Stayed there May 6th 2006 for my wedding night. Flew in the step daughter and loser BF from TX to camp with us. Took all of our children. That was the only time I have ever camped there. I don't think I have ever fished there. 

What camp sites are best to stay at? places to fish? Oh and we thought you could get wood there but they did not have any. But there were 2 guys who had an abundance of wood and gave us some free. TY to who ever they were. we offered $ but they would not accept.


----------



## Bigun (Jun 20, 2006)

I will be down there with my wife and little ones from that tuesday until that friday. Where is everyone going to be staying? I was thinking about staying at K, but if there are going to be a bunch of other OGFers down at that time maybe we can all be in the same general area, so the little ones can play.


----------



## FLT_TUBE_JNKY (Jun 6, 2006)

I'll be down the 17th-19th and maybe the sunday before for some hardcore tubeing. 

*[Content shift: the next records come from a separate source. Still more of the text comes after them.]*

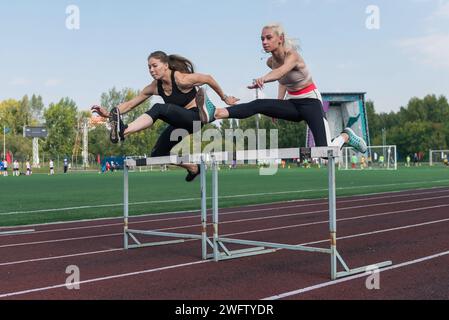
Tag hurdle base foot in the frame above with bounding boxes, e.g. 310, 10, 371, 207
334, 260, 392, 280
126, 239, 185, 249
208, 245, 277, 261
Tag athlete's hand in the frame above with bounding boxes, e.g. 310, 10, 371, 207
224, 96, 240, 106
91, 105, 110, 118
247, 77, 265, 90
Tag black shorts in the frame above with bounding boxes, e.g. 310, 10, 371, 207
145, 104, 203, 157
226, 98, 330, 147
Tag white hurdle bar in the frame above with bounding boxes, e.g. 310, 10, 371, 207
209, 147, 392, 280
123, 152, 228, 260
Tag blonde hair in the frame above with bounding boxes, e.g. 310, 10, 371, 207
262, 23, 299, 51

I have a question, if you stay at a remote lake all night long to fish is that considered camping or night fishing? I ask this because you're only allowed to camp in the campgrounds.


----------



## OSU_Fisherman (Mar 1, 2007)

FLT_TUBE_JNKY said:


> I have a question, if you stay at a remote lake all night long to fish is that considered camping or night fishing? I ask this because you're only allowed to camp in the campgrounds.

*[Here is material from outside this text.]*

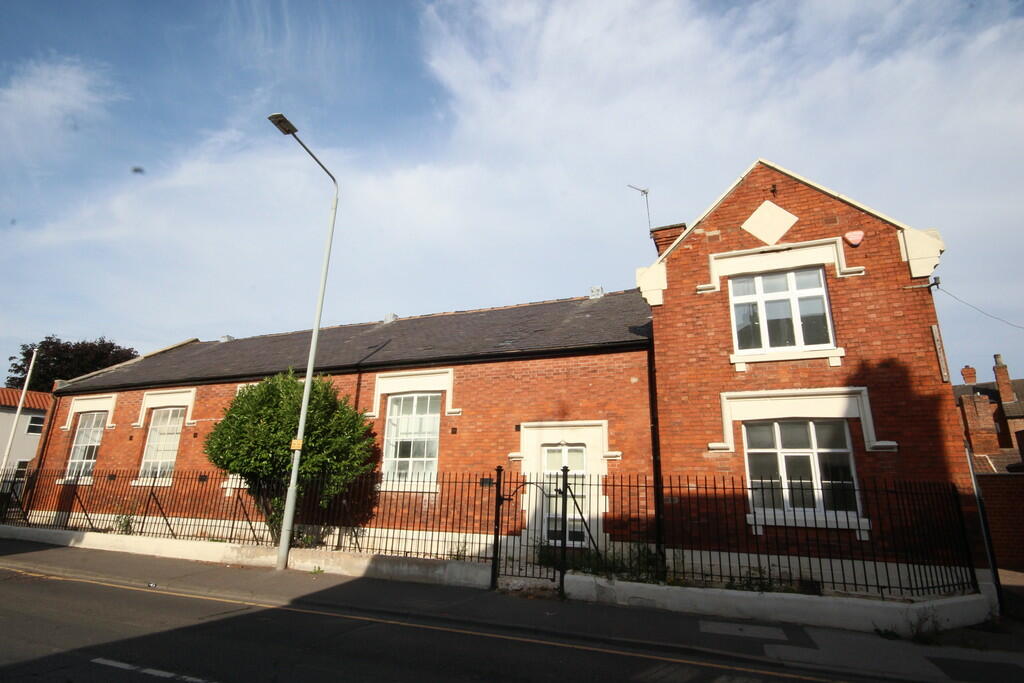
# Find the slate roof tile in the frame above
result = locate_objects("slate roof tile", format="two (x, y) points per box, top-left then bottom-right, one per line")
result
(60, 289), (652, 394)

Depends on if you get caught. If you are caught, its night fishing... haha.


----------



## FishJunky (May 20, 2004)

The best kid friendly campsites down there are C and K. I'll be down there this weekend staying at K. I'll be driving a Red Ford Ranger with a fitted cap. Stop in and say hello. FLT_TUBE_JNKY, I went to a pond on Rt. 304or340 not sure what it is but it's a huge lake to float tube right off the road and there where 5 guys right on the side of the lake camping with no worrys. If you go to a remote pond and decide to spend the night I do not think anyone is going to bother you. The bad thing about those guys that were camping there was there were beer cans everywhere and they would pull there stringer up when we would go by and there had to be 15 LM's on it.


----------



## FLT_TUBE_JNKY (Jun 6, 2006)

I've seem people camped out on the big pond back on the horse trail. the pond I'd like to "night fish" is about a 4 mile hike so no beer will be taken. I find food and water to be more important. This was just a thought between the couple of guys that I go down there with. I think we are all too lazy to carry all that gear that far anyway.


----------



## JignPig Guide (Aug 3, 2007)

Regarding your camping trip this weekend. If you're taking the kids, campsite D/Sawmill it may not be the best choice. There is a man called Rocky that is the VIP of that area (AEP is providing him with electric) and my father and me have spoken with him several times over the past couple of years. He has kept us posted on things in the area. The lake is (or was) drained. Only the front part of the campground is open for camping.
Campsite N/Keffler is closed also.
If you've got kids under the age of 16. I recommend A/Hook Lake. No one over 15-years is allowed to fish it. And you'll end up in a pretty mobile area to reach other decent fishing holes if you desire.
Also, K/Bicentennial is a fine place to stay near water.

Gignpig out...


----------



## Bigun (Jun 20, 2006)

We finally got our plans together. We will be arriving on monday the 6th probably about 5-6 pm we will be staying at campground K. We will be in my black dodge ram 2500 ext cab. If you see us come over and say hello.


----------



## shvlhed (May 26, 2007)

i like the looks of K i will probably be there, if not ill be in c, ill be driving a dodge explorer (small rv). stop by, Bigun and Fishjunky ill look u up, or stop by if you get the chance. I'll come down sunday afternoon, and leave the next sunday


----------